En l’occurrence, au terme d’une analyse des différents éléments caractérisant l’acquisition par la requérante de NCHZ, le Tribunal a jugé que la Commission n’avait pas commis d’erreur en estimant, d’une part, que tant l’ampleur de l’opération que sa logique économique pouvaient constituer des indices de l’existence d’une continuité économique et, d’autre part, qu’il ne pouvait être tenu pour certain que les deux ventes successives avaient été réalisées au prix du marché. C’est, dès lors, à bon droit que la Commission a pu conclure à l’extension de l’obligation de récupération à la requérante, indépendamment de toute constatation de l’intention d’un contournement.

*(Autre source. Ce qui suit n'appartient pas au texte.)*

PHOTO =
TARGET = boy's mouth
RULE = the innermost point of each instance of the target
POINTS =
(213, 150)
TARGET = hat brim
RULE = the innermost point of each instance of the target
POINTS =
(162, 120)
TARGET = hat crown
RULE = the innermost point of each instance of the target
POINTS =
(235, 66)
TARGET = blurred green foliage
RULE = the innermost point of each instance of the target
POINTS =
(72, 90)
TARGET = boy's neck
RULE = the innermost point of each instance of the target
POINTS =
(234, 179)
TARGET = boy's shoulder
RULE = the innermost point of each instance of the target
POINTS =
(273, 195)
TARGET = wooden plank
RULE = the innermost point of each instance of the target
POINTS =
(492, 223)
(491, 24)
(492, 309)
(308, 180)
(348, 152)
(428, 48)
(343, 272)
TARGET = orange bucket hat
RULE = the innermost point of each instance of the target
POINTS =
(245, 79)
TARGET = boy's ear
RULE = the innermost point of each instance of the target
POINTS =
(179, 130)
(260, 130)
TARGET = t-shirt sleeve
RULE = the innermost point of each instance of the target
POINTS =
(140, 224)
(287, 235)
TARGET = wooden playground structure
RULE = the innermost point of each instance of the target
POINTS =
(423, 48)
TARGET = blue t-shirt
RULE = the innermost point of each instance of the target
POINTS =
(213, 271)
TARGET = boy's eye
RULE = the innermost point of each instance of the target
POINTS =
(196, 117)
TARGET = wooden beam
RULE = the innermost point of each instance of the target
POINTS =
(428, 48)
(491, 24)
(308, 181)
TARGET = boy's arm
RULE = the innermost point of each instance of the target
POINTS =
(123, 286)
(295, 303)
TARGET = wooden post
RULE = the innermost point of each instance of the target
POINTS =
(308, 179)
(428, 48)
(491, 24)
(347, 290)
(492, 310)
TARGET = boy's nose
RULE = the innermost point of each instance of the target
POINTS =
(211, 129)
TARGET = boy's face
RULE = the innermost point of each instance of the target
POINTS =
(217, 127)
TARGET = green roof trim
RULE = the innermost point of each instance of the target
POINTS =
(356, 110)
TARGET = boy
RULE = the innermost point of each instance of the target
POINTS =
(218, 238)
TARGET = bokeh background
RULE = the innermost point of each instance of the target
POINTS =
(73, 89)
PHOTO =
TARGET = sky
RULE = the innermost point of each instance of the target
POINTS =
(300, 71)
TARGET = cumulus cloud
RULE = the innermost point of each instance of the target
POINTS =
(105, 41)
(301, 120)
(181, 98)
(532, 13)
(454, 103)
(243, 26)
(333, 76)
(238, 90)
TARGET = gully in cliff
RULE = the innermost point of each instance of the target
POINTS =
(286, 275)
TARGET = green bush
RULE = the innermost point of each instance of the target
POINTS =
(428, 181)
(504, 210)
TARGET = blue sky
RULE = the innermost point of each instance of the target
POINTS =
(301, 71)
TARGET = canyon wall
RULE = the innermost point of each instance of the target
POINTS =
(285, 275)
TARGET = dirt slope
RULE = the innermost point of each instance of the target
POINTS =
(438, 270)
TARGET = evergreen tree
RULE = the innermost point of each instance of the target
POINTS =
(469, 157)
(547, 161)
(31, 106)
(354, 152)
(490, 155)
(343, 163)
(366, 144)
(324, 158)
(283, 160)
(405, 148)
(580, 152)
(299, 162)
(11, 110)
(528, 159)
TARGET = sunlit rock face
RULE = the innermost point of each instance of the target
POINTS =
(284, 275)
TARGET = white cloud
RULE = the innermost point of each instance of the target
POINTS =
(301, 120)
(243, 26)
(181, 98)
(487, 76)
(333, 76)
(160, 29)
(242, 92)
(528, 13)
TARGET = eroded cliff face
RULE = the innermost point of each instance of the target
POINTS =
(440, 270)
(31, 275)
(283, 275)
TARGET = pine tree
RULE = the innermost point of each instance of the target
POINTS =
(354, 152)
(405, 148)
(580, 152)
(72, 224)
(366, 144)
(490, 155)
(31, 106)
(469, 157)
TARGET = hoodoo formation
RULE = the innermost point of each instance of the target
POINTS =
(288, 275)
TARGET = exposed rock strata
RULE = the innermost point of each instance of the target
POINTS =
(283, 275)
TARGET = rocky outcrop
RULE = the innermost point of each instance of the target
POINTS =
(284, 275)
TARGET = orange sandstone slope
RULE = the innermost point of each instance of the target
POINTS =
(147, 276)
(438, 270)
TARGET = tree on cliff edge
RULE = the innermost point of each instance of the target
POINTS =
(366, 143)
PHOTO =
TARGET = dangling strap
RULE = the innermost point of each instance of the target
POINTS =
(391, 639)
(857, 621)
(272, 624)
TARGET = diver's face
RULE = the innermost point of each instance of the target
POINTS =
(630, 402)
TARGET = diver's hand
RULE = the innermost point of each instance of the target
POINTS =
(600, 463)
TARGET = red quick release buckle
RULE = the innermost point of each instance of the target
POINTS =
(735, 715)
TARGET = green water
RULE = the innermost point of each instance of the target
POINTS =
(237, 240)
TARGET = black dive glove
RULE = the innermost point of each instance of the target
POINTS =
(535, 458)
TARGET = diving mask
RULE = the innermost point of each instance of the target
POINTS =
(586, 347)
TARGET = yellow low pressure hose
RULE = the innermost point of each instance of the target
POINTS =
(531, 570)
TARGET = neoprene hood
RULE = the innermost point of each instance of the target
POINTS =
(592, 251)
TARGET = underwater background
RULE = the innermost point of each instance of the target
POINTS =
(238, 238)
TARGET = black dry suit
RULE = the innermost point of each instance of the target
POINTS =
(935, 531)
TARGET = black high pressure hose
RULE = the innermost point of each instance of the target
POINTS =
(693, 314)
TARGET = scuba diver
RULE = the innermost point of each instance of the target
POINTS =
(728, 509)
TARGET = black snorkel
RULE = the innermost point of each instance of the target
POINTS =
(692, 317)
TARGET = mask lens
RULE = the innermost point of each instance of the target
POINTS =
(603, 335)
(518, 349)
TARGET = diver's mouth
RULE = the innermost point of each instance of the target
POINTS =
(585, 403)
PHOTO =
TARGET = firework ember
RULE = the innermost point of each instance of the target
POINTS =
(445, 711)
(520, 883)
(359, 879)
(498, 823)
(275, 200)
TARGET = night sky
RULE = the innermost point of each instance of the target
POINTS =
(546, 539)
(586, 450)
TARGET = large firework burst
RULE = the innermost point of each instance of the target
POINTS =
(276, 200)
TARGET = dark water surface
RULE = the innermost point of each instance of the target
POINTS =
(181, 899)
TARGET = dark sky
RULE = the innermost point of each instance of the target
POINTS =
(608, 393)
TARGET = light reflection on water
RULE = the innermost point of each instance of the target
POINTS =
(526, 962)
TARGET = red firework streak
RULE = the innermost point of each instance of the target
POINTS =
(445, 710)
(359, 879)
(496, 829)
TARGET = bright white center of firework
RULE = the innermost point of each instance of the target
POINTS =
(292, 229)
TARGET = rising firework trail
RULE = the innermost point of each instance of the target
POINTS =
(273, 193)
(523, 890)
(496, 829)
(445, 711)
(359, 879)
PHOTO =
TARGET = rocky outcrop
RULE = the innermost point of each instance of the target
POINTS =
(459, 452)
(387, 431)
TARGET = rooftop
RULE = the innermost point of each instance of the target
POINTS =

( 1 ) Décision (UE) 2015/1826 de la Commission, du 15 octobre 2014, concernant l’aide d’État SA.33797 (2013/C) (ex 2013/NN) (ex 2011/CP) mise à exécution par la Slovaquie en faveur de l’entreprise NCHZ (JO 2015, L 269, p. 71).

( 2 ) Loi no 493/2009, du 5 novembre 2009, sur certaines mesures concernant les sociétés stratégiques et sur la modification de certaines lois.

( 3 ) Arrêt de la Cour du 1er décembre 1998, Ecotrade (C‑200/97, EU:C:1998:579, point 45).